Голос Х.К., по обыкновению узнаваемый, звучный баритон с медлительной музыкальной интонацией таксиста из восточного Осло, смешанный с чем-то утонченным,    как и сам его обладатель.

Джонни открыл. С той поры, когда Х.К. был начальником Отдела, он набрал килограммов десять, и ему это было к лицу, ухоженная седая бородка контрастировала с цветом кожи, которая от жизни на пенсии стала здоровой и румяной. Лишь глубоко посаженные, серо-голубые волчьи глаза остались те же.

Они обнялись.

– Хорошо выглядишь, – сказал Х.К.

– Держусь. А ты с каждым разом все молодеешь.

Пожилой мужчина добродушно улыбнулся.

– Живу пенсионером. Как только уходишь из Отдела, чувствуешь себя моложе. А у тех, кто на активной службе, счет жизни идет на века. Скоро станем ровесниками, Джонни.

Джонни тоже слегка усмехнулся.

Рядом с Х.К. стоял краснощекий здоровяк, которого он хорошо знал.

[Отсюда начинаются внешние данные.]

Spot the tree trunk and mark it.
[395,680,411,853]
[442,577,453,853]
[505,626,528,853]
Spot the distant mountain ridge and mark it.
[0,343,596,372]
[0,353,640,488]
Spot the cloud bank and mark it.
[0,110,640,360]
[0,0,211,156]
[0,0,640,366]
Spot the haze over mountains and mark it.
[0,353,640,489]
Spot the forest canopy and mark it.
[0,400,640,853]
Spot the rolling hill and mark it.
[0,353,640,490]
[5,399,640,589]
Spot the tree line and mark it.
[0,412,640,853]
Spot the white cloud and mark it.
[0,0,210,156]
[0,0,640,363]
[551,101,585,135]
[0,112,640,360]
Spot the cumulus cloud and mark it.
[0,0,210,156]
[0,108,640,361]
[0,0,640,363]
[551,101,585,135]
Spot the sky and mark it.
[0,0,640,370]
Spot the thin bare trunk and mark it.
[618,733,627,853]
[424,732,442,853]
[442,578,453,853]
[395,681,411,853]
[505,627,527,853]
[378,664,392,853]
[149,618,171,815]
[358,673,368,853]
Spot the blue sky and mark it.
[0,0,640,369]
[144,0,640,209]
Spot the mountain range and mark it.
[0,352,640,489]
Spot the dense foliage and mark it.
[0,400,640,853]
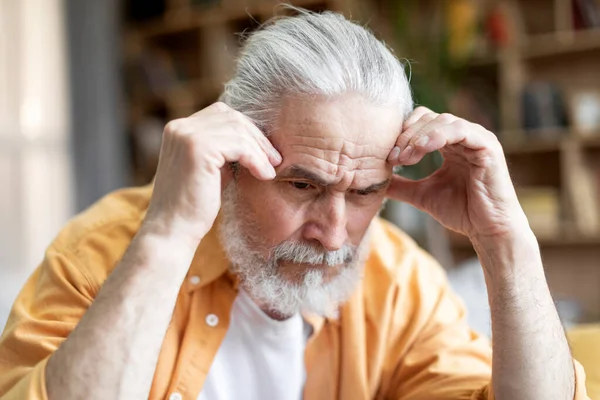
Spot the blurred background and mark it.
[0,0,600,384]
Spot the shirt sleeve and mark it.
[0,247,92,400]
[386,248,588,400]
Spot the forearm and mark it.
[473,229,575,400]
[46,228,194,400]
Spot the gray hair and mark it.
[219,6,413,133]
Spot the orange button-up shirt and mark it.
[0,187,587,400]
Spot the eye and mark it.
[290,182,313,190]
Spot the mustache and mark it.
[273,241,356,267]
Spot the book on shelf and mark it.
[573,0,600,29]
[563,143,600,236]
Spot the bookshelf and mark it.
[124,0,600,320]
[447,0,600,321]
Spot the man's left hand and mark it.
[388,107,528,240]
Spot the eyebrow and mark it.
[277,165,391,193]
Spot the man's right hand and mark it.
[143,103,282,245]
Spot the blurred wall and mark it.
[65,0,131,211]
[0,0,73,327]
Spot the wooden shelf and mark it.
[502,130,600,155]
[521,29,600,59]
[133,0,327,39]
[449,232,600,249]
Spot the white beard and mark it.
[219,181,369,318]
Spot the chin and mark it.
[278,262,348,286]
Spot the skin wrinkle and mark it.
[222,96,402,318]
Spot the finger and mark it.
[388,111,438,164]
[236,111,283,167]
[220,128,276,180]
[235,136,277,180]
[402,106,435,131]
[191,102,283,166]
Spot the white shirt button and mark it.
[206,314,219,326]
[169,392,183,400]
[190,275,200,286]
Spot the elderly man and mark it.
[0,7,586,400]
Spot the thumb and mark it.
[387,175,427,210]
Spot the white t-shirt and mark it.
[198,290,310,400]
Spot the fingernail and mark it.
[398,145,413,159]
[388,146,400,161]
[415,135,429,147]
[271,149,283,162]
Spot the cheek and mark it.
[346,195,384,242]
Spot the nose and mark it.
[304,194,348,251]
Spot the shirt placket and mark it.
[166,277,237,400]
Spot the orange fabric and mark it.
[0,187,587,400]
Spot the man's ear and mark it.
[229,161,241,179]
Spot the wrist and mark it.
[138,215,209,252]
[471,225,543,281]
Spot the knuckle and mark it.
[210,101,232,112]
[452,118,471,131]
[438,113,460,122]
[164,118,184,136]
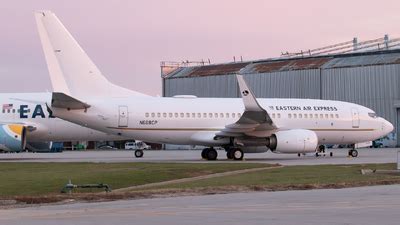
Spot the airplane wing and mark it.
[216,75,277,137]
[0,121,37,132]
[51,92,90,109]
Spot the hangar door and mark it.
[118,105,129,127]
[351,108,360,128]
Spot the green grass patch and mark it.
[147,164,400,190]
[0,162,269,197]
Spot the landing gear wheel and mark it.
[135,150,144,158]
[201,148,208,159]
[349,149,358,158]
[226,150,233,159]
[231,148,244,160]
[318,145,325,153]
[206,148,218,160]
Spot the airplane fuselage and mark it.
[0,93,121,142]
[54,97,392,146]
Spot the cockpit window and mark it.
[368,113,378,118]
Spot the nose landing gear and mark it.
[201,148,218,160]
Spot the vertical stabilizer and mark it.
[35,11,146,99]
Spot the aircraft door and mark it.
[351,108,360,128]
[118,105,129,127]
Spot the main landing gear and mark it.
[135,149,144,158]
[314,145,333,157]
[201,148,218,160]
[201,147,244,160]
[225,148,244,160]
[349,148,358,158]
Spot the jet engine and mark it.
[269,129,318,153]
[0,124,26,152]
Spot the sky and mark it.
[0,0,400,96]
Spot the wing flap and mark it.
[51,92,90,109]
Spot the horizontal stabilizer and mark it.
[51,92,90,109]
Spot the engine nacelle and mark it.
[269,129,318,153]
[0,124,26,152]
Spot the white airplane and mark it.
[0,93,126,152]
[35,11,393,160]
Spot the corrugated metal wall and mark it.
[164,75,238,98]
[321,64,400,124]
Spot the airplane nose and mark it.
[383,120,394,134]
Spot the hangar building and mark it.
[161,45,400,146]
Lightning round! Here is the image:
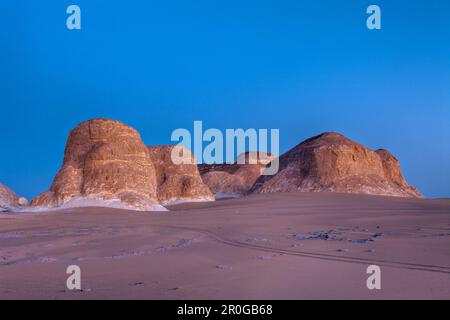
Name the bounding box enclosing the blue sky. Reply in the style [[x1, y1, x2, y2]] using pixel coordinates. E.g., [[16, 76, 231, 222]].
[[0, 0, 450, 198]]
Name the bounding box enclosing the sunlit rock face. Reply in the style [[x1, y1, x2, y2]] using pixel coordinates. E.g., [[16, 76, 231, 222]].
[[250, 132, 421, 197], [31, 119, 164, 210]]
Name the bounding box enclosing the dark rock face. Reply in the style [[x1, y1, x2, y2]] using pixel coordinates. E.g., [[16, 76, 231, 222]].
[[148, 146, 214, 204], [250, 133, 421, 197], [199, 152, 273, 197]]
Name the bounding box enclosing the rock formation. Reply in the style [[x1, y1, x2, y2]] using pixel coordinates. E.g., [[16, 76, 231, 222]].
[[31, 119, 164, 210], [199, 152, 273, 198], [250, 133, 421, 197], [0, 183, 28, 211], [148, 146, 214, 204]]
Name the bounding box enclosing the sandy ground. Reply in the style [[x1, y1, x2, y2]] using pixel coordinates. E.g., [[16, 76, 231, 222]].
[[0, 193, 450, 299]]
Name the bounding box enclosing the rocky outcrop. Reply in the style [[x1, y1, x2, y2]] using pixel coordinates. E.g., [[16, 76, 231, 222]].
[[31, 119, 164, 210], [250, 133, 421, 197], [199, 152, 273, 198], [0, 183, 28, 211], [148, 146, 214, 204]]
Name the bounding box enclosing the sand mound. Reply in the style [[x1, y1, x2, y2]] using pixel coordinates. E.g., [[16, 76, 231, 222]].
[[0, 183, 28, 211]]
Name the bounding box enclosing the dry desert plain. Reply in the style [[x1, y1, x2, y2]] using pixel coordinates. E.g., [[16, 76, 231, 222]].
[[0, 193, 450, 299]]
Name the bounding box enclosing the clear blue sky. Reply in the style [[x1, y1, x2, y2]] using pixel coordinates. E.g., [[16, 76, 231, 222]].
[[0, 0, 450, 198]]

– Гротле! – Он крепко обнял старого напарника.

– Ну и видок у тебя, Джонни, – пробасил этот уроженец Западной Норвегии, железной хваткой держа его за плечи. Джонни заметил, что коллега постарел и осунулся, – ему уже за пятьдесят, лицо обветренное, грива на голове взъерошена, как обычно бывает у начинающих лысеть. Буйная борода, рыжая с проседью, стала короче, чем в Афганистане, где шептались, что Гротле уже только благодаря росту и широченной спине вполне мог бы стать губернатором Фарьяба[35]35
  Фарьяб – провинция на северо-западе Афганистана.


[Закрыть]
. Если афганцы что и уважали, так это физическую силу, а этот норвежец был могуч, как белый медведь. По военной специальности он был водолаз по обезвреживанию мин, один из лучших в стране, и в свое время ребята из Отдела шутили, что у Гротле перепонки между пальцами.

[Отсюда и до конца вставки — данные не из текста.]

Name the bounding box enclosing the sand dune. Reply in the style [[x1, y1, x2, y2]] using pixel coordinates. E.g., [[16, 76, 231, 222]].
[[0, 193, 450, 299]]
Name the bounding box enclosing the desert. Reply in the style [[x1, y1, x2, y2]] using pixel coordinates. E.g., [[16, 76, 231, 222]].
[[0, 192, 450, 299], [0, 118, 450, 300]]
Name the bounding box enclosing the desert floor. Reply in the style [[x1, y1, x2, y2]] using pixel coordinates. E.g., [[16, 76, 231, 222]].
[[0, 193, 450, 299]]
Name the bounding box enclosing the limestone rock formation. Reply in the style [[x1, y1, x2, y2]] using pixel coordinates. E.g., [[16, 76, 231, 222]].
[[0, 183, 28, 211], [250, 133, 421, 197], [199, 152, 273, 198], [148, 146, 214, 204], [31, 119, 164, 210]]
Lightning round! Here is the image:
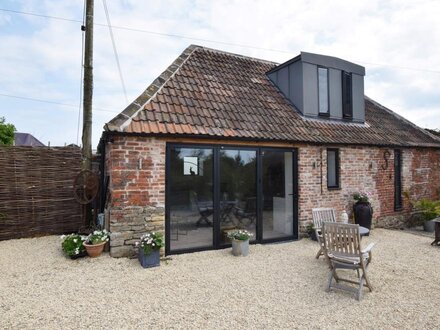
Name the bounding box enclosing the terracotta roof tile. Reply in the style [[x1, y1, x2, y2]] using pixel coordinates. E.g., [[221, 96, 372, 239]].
[[106, 46, 440, 147]]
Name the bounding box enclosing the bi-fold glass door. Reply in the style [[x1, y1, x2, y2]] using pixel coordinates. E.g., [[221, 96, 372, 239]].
[[166, 144, 298, 253]]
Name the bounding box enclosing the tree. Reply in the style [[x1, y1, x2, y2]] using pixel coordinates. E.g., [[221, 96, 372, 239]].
[[0, 117, 16, 146]]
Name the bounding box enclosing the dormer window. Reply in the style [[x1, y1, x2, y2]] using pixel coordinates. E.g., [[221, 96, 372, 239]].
[[342, 71, 353, 119], [318, 67, 330, 116]]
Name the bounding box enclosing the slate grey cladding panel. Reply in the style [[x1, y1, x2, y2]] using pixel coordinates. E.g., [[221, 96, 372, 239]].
[[329, 69, 342, 119], [302, 62, 318, 116], [352, 73, 365, 122]]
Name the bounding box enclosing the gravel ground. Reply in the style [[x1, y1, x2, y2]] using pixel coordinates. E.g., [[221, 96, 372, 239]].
[[0, 229, 440, 329]]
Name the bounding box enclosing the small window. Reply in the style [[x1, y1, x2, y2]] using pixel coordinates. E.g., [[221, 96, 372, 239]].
[[342, 71, 353, 119], [327, 149, 339, 188], [318, 67, 329, 116]]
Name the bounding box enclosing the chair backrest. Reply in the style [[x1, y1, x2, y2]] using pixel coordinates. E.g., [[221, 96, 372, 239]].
[[322, 222, 361, 257], [312, 207, 336, 229]]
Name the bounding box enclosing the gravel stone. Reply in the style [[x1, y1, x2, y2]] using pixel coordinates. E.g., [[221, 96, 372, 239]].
[[0, 229, 440, 329]]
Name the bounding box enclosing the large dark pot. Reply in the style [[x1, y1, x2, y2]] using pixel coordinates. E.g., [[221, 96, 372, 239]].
[[353, 202, 373, 229]]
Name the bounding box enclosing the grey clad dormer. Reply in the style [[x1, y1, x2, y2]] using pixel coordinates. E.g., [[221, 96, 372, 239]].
[[267, 52, 365, 122]]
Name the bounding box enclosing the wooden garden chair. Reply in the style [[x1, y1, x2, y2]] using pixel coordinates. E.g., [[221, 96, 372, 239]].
[[322, 222, 374, 300], [312, 207, 336, 259]]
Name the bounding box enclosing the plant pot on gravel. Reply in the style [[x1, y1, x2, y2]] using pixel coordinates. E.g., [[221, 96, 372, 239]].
[[353, 192, 373, 232], [83, 229, 109, 258], [228, 229, 253, 257], [136, 232, 163, 268], [61, 234, 87, 259]]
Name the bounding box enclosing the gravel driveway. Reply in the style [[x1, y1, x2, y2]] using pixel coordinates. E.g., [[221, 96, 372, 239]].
[[0, 229, 440, 329]]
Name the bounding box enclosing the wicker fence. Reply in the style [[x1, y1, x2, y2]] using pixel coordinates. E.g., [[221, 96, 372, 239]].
[[0, 147, 83, 240]]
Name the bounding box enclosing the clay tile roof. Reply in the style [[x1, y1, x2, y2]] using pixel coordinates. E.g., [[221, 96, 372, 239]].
[[104, 45, 440, 147]]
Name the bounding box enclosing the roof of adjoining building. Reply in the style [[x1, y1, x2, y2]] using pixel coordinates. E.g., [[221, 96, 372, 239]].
[[14, 133, 44, 147], [104, 45, 440, 147]]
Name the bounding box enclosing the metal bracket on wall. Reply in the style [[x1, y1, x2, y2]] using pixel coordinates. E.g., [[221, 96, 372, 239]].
[[381, 150, 391, 170]]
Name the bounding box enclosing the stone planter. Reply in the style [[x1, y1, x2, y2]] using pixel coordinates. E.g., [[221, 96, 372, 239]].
[[232, 239, 249, 257], [138, 247, 160, 268], [83, 242, 107, 258], [353, 202, 373, 229], [423, 220, 435, 233]]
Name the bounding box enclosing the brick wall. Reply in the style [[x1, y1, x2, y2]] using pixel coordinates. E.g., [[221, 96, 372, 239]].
[[106, 136, 440, 257], [106, 136, 166, 257]]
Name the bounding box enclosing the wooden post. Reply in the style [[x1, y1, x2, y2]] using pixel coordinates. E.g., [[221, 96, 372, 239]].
[[82, 0, 94, 170]]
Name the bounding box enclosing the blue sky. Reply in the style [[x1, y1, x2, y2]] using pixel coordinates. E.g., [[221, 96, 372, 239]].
[[0, 0, 440, 146]]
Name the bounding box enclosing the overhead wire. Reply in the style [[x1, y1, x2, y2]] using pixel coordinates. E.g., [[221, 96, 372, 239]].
[[76, 0, 86, 145], [0, 8, 440, 74], [102, 0, 129, 104]]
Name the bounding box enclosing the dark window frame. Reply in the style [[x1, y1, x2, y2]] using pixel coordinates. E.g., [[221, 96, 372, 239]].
[[316, 66, 330, 117], [394, 149, 403, 211], [327, 148, 341, 190], [341, 71, 353, 119]]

– Господи, как же я рад тебя видеть, Джонни, – сказал Гротле. – Думал, тебе каюк.

– По-прежнему живешь в доме на воде? – спросил Джонни.

– Бываю на суше не больше, чем необходимо, – отозвался тот и подмигнул. – Но когда Х.К. рассказал, что ты вернулся и с тобой дело плохо, поехал с ним.

– Подождите за дверью, – смущенно сказал Джонни, – я малость приберу.

Они будто не слышали – взяли и вошли в квартиру. Х.К. бросил взгляд на стол, на Гротле, потом на Джонни.

– Вот оно как. Понятно.

Он смотрел на Джонни взглядом огорченного отца, который обнаружил, что после детской, так сказать, вечеринки в доме полный кавардак.

– Надо маленько навести тут порядок, Джонни. Не возражаешь?

Джонни секунду-другую помялся. Потом нехотя кивнул.

Они отмыли всю квартиру, проветрили, пропылесосили, отдраили кухню и ванную, после чего Гротле демонстративно собрался побросать гашиш в туалет.

– Погоди, – запротестовал Джонни. – Пусть будет, чем плохо?

– Куда лучше от него отделаться, – сказал Гротле и смыл гашиш в унитаз.

Закончив уборку, все трое расположились на кухне, разлили по чашкам горячий кофе.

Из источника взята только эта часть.